Debajo de la pirámide están los ucranianos, y los sudacas. Y los moros. A veces ser rubio o hablar español significa veinte o cuarenta duros más que las doscientas pesetas que cobra el moro por echar una hora en la tomatera; que hasta en la miseria hay clases. Al moro, que es la chusma de esa galera, lo alojan usureros que cobran un huevo de la cara por barracones infectos, y lo dejan pudrirse en los descampados; y después, cuando ya están viejos y no rinden, o cuando protestan, siempre hay alguien que manda a su sobrino y unos amiguetes a romperles la crisma, o de pronto se acuerda de que son ilegales y convence a los picoletos de que los quiten de en medio.
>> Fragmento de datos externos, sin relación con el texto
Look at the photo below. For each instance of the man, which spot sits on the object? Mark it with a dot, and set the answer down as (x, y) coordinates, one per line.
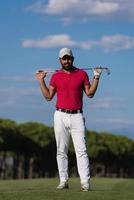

Y luego, cuando van a la panadería o al supermercado, se niegan a dejarlos entrar porque ofenden la sensibilidad de la señora del Range Rover o porque, dicen, son peligrosos y a veces venden hachís. Y a ver cómo puñeta no van a ser peligrosos, mis primos. Denles media hora y unos cócteles molotov, y podrán comprobar lo peligrosos que pueden llegar a ser ellos, cualquiera, usted, yo mismo, cuando te explotan miserablemente y te mantienen sujeto a la esclavitud y el desprecio.